Our beloved government is once again Taking Powers in the fight against computer crime. The Home Office proposes to create cyber-asbos that would enable the police to ban suspects from using such dangerous tools as computers and bank accounts. This would be done in a civil court against a low evidence standard; there are squeals from the usual suspects such as zdnet.

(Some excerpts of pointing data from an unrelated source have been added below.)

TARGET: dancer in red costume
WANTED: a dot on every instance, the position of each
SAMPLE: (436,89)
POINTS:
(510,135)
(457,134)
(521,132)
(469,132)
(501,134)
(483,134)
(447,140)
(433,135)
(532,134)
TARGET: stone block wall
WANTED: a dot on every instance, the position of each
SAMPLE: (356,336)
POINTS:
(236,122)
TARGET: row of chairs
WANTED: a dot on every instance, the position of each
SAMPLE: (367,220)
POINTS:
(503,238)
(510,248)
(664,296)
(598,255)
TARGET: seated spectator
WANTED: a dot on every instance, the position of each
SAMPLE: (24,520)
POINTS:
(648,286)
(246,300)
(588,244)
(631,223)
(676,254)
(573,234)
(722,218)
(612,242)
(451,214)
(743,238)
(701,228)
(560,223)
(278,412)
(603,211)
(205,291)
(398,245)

The Home Office proposals will also undermine existing data protection law; for example by allowing the banks to process sensitive data obtained from the public sector (medical record privacy, anyone?) and ‘dispelling misconceptions about consent’. I suppose some might welcome the proposed extension of ASBOs to companies. Thus, a company with repeated convictions for antitrust violations might be saddled with a list of harm-prevention conditions, for example against designing proprietary server-side protocols or destroying emails. I wonder what sort of responses the computer industry will make to this consultation 🙂
A cynic might point out that the ‘new powers’ seem in inverse proportion to the ability, or will, to use the existing ones. Ever since the South Sea Bubble in the 18th century, Britain has been notoriously lax in prosecuting bent bankers; city folk are now outraged when a Texas court dares to move from talk to action. Or take spam; although it’s now illegal to send unsolicited commercial emails to individuals in the UK, complaints don’t seem to result in action. Now trade and industry minister ‘Enver’ Hodge explains this is because there’s a loophole – it’s not illegal to spam businesses. So rather than prosecuting a spammer for spamming individuals, our beloved government will grab a headline or two by blocking this loophole. I don’t suppose Enver ever stopped to wonder how many spam runs are so well managed as to not send a single item to a single private email address – cheap headlines are more attractive than expensive, mesy implementation.
This pattern of behaviour – taking new powers rather than using the existing ones – is getting too well entrenched. In cyberspace we don’t have law enforcement any more – we have the illusion of law enforcement.
I have a number of issues with the proposals, apart from the fact that they are ill thought out.
1, The use of a civil court means that a defendent has no right to assistance in fighting the state.
An example of this sort of missuse was the dangerous dogs act which had both criminal and civil asspects. The Police on a number of occasions failed to get convictions using the criminal side as legal aid was granted to the defendents, so the Police switched instead to using the civil procedings. In more than one example there was only the Police Officers word that the dog was dangerous, and no other evidence was pressented.
2, The equipment seizier asppects, in what constitutes computer equipment.
An example goes back to the 1980’s and Pirate Radio. When a studio site was raided the authorities took all electronic equipment, even if it was not related to the pirate station. On one occasion a medium wave station used woodland next to a playing field. The authorities siezed push bikes of children playing football in the area.
3, What constitutes the use of the Internet.
In the modern world you would find it almost impossible to survive without using some form of electronic communications, and this is going to be increesingly the case as time goes on. In the case of Kevin Mitnick for instance he was not allowed to use even a phone for some considerable period of time. A lot of manual workers cannot work without the use of a phone, even shop assistants and factory workers these days get shift changes made at the drop of a hat and need to phone a very short period of time before their shift is due to start to find out if they are actually working.
I could go on at length about all the asspects of the proposals but you get the generall idea, the ability for the state to commit abuse against the individual is almost endless with these proposals
There are actually many loopholes in The Privacy and Electronic Communications (EC Directive) Regulations 2003
Only direct marketing is covered, not marketing in the guise of research. “Have you ever considered buying XXXX? Would YYYY be a good price?”.
Existing “customers” are not covered, so when Amazon spammed me they were quite safe
Unsubscribe can be made slow, difficult and risky (e.g. requiring you to select low security settings and follow a link from the email – see “2”)
Charities and Political Parties are not covered
B2B is not covered
Non-UK spammers are not covered.
I raised most of these issues before the bill was passed, so they are hardly new – giafly.